The current movement [to, for instance, prevent “microaggressions” and require “trigger warnings,”] is largely about emotional well-being. More than the last [movement to restrict speech on campus], it presumes an extraordinary fragility of the collegiate psyche, and therefore elevates the goal of protecting students from psychological harm. The ultimate aim, it seems, is to turn campuses into “safe spaces” where young adults are shielded from words and ideas that make some uncomfortable.
And more than the last, this movement seeks to punish anyone who interferes with that aim, even accidentally. You might call this impulse vindictive protectiveness. It is creating a culture in which everyone must think twice before speaking up, lest they face charges of insensitivity, aggression, or worse.
We have been studying this development for a while now, with rising alarm…. The dangers that these trends pose to scholarship and to the quality of American universities are significant; we could write a whole essay detailing them.
But in this essay we focus on a different question: What are the effects of this new protectiveness on the students themselves? Does it benefit the people it is supposed to help? What exactly are students learning when they spend four years or more in a community that polices unintentional slights, places warning labels on works of classic literature, and in many other ways conveys the sense that words can be forms of violence that require strict control by campus authorities, who are expected to act as both protectors and prosecutors? …

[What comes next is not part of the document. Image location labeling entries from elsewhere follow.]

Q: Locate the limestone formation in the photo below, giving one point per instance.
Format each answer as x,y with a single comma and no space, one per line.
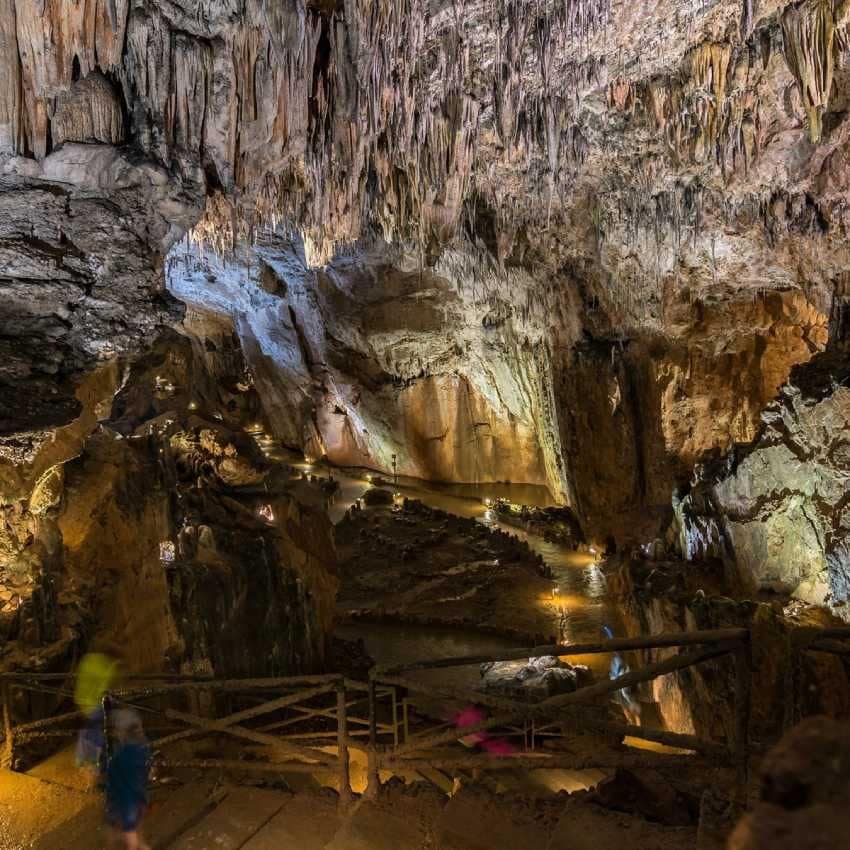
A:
777,509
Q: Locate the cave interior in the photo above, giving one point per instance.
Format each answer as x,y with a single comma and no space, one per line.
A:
364,345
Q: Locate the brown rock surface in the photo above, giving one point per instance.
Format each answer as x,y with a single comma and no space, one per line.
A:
805,792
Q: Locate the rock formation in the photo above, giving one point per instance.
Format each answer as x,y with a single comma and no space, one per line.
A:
777,510
578,244
154,537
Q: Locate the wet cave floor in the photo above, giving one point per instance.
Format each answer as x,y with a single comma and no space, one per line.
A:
434,573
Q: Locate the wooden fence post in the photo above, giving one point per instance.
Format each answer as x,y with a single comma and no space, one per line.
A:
743,688
374,780
7,758
342,745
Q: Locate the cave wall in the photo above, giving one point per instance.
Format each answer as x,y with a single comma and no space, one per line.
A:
775,509
364,359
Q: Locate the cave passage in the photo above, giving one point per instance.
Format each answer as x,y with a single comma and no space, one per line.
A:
424,424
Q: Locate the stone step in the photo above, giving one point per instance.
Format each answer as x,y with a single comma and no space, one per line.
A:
475,819
306,822
381,826
174,811
234,821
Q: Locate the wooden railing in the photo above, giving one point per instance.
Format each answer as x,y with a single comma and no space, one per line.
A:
309,723
833,640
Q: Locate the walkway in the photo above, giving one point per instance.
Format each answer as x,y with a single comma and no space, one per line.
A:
198,816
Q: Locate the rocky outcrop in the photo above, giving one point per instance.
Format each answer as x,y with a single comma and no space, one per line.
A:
82,236
658,597
666,188
365,360
776,510
159,537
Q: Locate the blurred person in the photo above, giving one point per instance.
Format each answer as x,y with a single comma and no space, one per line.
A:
97,673
126,777
624,697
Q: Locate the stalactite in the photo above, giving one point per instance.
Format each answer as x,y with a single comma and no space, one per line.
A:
808,32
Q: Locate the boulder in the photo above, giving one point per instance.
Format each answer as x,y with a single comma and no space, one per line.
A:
536,679
647,794
805,792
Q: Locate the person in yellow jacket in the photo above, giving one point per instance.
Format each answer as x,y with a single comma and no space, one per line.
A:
97,673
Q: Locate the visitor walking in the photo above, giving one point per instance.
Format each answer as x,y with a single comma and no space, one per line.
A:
126,779
97,674
625,698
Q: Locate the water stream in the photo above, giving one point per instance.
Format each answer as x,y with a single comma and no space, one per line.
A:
579,600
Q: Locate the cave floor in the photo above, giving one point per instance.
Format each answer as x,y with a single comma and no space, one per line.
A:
198,815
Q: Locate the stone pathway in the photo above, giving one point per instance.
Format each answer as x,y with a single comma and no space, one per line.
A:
40,815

[Vindictive protectiveness] prepares [students] poorly for professional life, which often demands intellectual engagement with people and ideas one might find uncongenial or wrong.
The harm may be more immediate, too. A campus culture devoted to policing speech and punishing speakers is likely to engender patterns of thought that are surprisingly similar to those long identified by cognitive behavioral therapists as causes of depression and anxiety. The new protectiveness may be teaching students to think pathologically.
Yes, it's a long read. It will probably take 15 minutes or more to work through it. But this article is absolutely worth reading. It will be the best things we publish this week, so take the time and read it.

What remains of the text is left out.